Closed resurepus closed 4 years ago
The NOT SPECIFIED entry is used when no specific data is available. When specific data were made available, the last data known for NOT SPECIFIED was still used in the sums. Adding a 0 record for NOT SPECIFIED at July, 18th solved the problem. If necessary, we can recreate all the files.
Thanks for taking care of this. Now I use just the 'latest'-files, so it is not necessary to recreate the files. Will open a separate issue for the Iceland variant of this.

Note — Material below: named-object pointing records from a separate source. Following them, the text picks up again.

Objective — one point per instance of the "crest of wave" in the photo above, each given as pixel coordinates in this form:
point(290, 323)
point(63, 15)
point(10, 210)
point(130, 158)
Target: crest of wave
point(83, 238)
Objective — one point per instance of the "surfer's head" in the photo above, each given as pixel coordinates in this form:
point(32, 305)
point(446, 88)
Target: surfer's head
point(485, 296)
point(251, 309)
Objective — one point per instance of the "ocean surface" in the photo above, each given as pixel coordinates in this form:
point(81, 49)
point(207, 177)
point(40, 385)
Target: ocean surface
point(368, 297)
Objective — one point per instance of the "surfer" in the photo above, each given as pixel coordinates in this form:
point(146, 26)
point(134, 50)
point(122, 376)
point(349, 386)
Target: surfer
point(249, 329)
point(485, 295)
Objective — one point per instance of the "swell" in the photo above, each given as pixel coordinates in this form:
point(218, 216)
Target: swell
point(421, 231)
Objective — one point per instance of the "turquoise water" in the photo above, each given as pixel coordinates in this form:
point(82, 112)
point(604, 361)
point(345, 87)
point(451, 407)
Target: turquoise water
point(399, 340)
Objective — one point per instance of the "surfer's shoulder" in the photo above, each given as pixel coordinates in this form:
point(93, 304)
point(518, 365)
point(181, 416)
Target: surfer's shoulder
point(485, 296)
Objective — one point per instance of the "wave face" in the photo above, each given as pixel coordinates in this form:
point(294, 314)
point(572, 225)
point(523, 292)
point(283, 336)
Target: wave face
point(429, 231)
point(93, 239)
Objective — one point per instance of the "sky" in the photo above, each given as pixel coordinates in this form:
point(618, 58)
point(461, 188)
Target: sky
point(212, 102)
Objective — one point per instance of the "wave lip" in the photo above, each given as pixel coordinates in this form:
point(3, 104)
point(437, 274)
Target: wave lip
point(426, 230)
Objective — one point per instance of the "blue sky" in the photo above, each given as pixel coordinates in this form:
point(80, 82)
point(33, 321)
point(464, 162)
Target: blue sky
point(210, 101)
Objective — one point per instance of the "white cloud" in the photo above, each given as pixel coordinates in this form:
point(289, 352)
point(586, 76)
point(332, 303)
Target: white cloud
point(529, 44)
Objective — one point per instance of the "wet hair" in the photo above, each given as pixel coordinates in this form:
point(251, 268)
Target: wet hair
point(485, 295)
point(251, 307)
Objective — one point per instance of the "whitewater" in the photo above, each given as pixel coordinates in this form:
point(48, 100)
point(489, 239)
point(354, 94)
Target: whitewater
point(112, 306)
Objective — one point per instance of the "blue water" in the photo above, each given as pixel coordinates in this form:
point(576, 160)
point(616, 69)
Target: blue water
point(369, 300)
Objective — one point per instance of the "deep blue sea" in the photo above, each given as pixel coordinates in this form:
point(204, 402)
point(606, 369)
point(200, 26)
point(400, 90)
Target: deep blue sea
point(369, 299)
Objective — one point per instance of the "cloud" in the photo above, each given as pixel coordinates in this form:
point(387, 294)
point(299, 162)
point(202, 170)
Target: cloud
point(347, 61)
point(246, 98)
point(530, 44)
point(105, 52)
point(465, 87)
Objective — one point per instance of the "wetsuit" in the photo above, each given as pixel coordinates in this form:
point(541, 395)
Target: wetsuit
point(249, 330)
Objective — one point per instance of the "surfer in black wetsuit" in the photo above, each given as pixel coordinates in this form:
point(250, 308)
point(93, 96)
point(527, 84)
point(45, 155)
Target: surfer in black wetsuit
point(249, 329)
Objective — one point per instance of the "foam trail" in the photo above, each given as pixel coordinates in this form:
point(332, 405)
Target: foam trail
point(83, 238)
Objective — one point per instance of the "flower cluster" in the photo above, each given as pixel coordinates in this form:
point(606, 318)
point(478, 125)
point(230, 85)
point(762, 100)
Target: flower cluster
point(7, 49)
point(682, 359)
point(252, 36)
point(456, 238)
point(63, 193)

This happened first for July 18th. From jrc-covid-19-countries-20200717.csv and jrc-covid-19-countries-20200718.csv:
2020-07-17 | NLD | Netherlands | 52.133057 | 5.29525 | 51454 | 6138 2020-07-18 | NLD | Netherlands | 52.133057 | 5.29525 | 51581 | 12274
This continues for subsequent daily files. It is not present in jrc-covid-19-all-days-by-country.csv:
2020-08-14,NLD,Netherlands,52.133057,5.29525,61840,6167
The artifact seems to come from a "NOT SPECIFIED" regional entry that was there on July 17th, but not on later days. After that regional data was added, but the NOT SPECIFIED count was not reset. Here from jrc-covid-19-regions-latest.csv:
2020-07-17 | NLD | Netherlands | NOT SPECIFIED | | | 0 | 6138
Similarly for Iceland, from July 2nd CumulativePositive is higher in the 'single date' and 'latest' file than in the 'all-days' file.